Die Ursachen für diese Vernichtung von volkswirtschaftlichem Vermögen ist mit einem Satz beschrieben: Im Verkehr herrscht Planwirtschaft pur und Planwirtschaft produziert immer organisierte Verantwortungslosigkeit. Prof. Karl-Hans Hartwig überschrieb seine Abschiedsvorlesung an der Universität Münster, wo er den Lehrstuhl für Wirtschaftspolitik, dem Institut für Verkehrswissenschaften inne hatte, seine Bilanz und seinen Lösungsvorschlag: „Wege aus dem Autobahnkommunismus.“ Seine Analyse ist schonungslos und trifft nicht nur linke und grüne Politiker, sie trifft auch CDU, CSU und FDP, die den jetzigen Zustand mit zu verantworten haben.

Sein Vergleich: Der deutsche Autobahnbau und die kommunistische Wirtschaftsform führen beide zu Ineffizienz, was sich im Mangel auf der einen Seite (Staus) und Verschwendung (nicht genutzte Investitionen ) ausdrückt. Realkommunismus bedeutet Staatseigentum, die Bundesfernstraßen sind Bundeseigentum. Im Realkommunismus bestimmt die staatliche Zentralplanung, im Straßenbaukommunismus gibt es den Bundesverkehrswegeplan. Der Realkommunismus regiert mit verbindlichen Direktiven an Behörden, Kombinate und Volkseigene Betriebe, im Straßenbaukommunismus bestimmen verbindliche Direktiven an Ministerien, Straßenbauämtern und Straßenbaumeistereien, was gemacht wird. Im Realkommunismus gibt es festgesetzte Preise, der Autobahnkommunismus verzichtet auf Knappheitspreise mit der Ausnahme der Lkw-Maut für Fahrzeuge über 12 Tonnen.
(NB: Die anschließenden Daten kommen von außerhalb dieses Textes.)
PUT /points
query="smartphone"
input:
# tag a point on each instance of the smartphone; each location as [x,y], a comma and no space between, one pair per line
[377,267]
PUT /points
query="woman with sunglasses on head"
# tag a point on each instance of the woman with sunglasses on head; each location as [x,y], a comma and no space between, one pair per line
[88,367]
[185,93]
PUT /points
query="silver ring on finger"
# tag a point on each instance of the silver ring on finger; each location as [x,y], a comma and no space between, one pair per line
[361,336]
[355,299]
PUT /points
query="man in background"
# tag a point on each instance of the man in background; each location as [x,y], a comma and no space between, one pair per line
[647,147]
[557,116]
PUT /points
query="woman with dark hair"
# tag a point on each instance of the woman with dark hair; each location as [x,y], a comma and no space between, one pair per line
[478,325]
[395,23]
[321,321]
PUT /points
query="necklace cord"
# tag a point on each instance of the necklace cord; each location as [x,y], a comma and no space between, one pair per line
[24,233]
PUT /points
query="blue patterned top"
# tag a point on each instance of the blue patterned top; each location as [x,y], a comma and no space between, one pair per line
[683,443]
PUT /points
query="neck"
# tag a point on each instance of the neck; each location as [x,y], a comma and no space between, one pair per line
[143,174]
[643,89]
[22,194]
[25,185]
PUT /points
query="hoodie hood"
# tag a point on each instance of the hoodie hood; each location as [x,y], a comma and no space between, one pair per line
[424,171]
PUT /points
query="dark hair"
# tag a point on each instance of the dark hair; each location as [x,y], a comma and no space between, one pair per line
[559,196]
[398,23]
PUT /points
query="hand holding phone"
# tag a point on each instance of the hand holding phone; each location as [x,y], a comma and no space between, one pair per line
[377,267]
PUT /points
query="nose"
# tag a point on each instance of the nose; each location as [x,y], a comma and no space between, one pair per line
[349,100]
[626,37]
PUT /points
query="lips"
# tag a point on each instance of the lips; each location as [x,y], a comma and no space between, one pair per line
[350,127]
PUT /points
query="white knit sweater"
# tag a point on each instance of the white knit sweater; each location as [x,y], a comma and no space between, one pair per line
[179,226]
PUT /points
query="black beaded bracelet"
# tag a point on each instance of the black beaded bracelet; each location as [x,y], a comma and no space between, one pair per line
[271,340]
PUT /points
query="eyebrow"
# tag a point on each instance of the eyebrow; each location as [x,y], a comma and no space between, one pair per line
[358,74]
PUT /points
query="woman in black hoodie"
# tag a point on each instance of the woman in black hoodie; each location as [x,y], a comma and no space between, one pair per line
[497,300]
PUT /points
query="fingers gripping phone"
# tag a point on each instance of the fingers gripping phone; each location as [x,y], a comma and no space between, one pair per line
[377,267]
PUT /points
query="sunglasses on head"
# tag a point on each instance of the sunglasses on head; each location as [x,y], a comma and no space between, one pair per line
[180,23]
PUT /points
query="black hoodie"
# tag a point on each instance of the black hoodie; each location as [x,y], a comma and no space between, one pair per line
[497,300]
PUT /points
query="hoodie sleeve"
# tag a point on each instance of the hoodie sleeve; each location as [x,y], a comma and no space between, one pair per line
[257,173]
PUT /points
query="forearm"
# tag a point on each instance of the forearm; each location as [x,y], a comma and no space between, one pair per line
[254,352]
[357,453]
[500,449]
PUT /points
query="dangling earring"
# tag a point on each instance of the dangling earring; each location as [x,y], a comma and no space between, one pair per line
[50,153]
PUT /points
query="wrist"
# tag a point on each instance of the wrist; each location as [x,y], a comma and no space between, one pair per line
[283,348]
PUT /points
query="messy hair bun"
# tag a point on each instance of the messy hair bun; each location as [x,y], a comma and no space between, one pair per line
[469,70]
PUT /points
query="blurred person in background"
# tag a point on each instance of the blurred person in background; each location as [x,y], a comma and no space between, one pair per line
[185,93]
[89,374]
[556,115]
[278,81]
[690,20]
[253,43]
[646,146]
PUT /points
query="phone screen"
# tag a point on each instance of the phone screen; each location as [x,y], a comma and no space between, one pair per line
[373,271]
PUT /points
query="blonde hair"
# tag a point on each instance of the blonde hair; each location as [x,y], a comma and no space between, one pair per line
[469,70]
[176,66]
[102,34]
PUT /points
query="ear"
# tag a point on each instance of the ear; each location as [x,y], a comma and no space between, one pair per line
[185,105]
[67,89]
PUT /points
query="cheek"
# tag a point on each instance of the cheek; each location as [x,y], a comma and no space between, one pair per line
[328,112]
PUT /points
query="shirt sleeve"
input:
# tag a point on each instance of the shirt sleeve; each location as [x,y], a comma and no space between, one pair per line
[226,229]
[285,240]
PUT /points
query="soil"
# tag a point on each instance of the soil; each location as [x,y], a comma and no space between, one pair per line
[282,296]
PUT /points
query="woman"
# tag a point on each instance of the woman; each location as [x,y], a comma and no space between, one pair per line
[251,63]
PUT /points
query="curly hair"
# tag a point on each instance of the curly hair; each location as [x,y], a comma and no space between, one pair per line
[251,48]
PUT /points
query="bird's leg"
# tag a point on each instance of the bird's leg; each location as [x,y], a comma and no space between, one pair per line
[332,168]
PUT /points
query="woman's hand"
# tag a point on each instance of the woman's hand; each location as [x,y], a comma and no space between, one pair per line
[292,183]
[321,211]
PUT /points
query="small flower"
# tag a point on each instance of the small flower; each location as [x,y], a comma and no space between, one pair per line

Prof. Hartwig beschreibt auch die Mechanismen die zu der Unterfinanzierung und Staatsabhängigkeit führen. Als Anbieter für den Straßenbau stehen in unserem System die Politiker im Mittelpunkt. Der Erfolg des Politikers misst sich an seiner Stimmenmaximierung. Wenn er auf dem Fernstraßenmarkt auftritt, dann muss er hohe Kosten in der Gegenwart fordern mit unsicherem Nutzen in der Zukunft. Und er trifft auf die NIMBY - Wähler – die Not In My Back Yard-, also nicht in meinem Garten – Bürger. Die sind vielleicht sogar für eine neue Straße, aber weit weg von ihrem Hinterhof. Die Masse seiner Wähler hat eine hohe Präferenz für den Gegenwartkonsum, die honorieren Investitionen in konsumtive Ausgaben des Staates mehr, als den Ausbau der Investitionen. Dies reflektiert der Politiker, indem er sich bei dem Bau von Fernstraßen zurückhält, was zu Unterinvestitionen führt. Hartwig hat damit die Kettenreaktion beschrieben, die typisch ist für staatlich beeinflusste Entscheidungen und die zu unserem Verkehrschaos führen.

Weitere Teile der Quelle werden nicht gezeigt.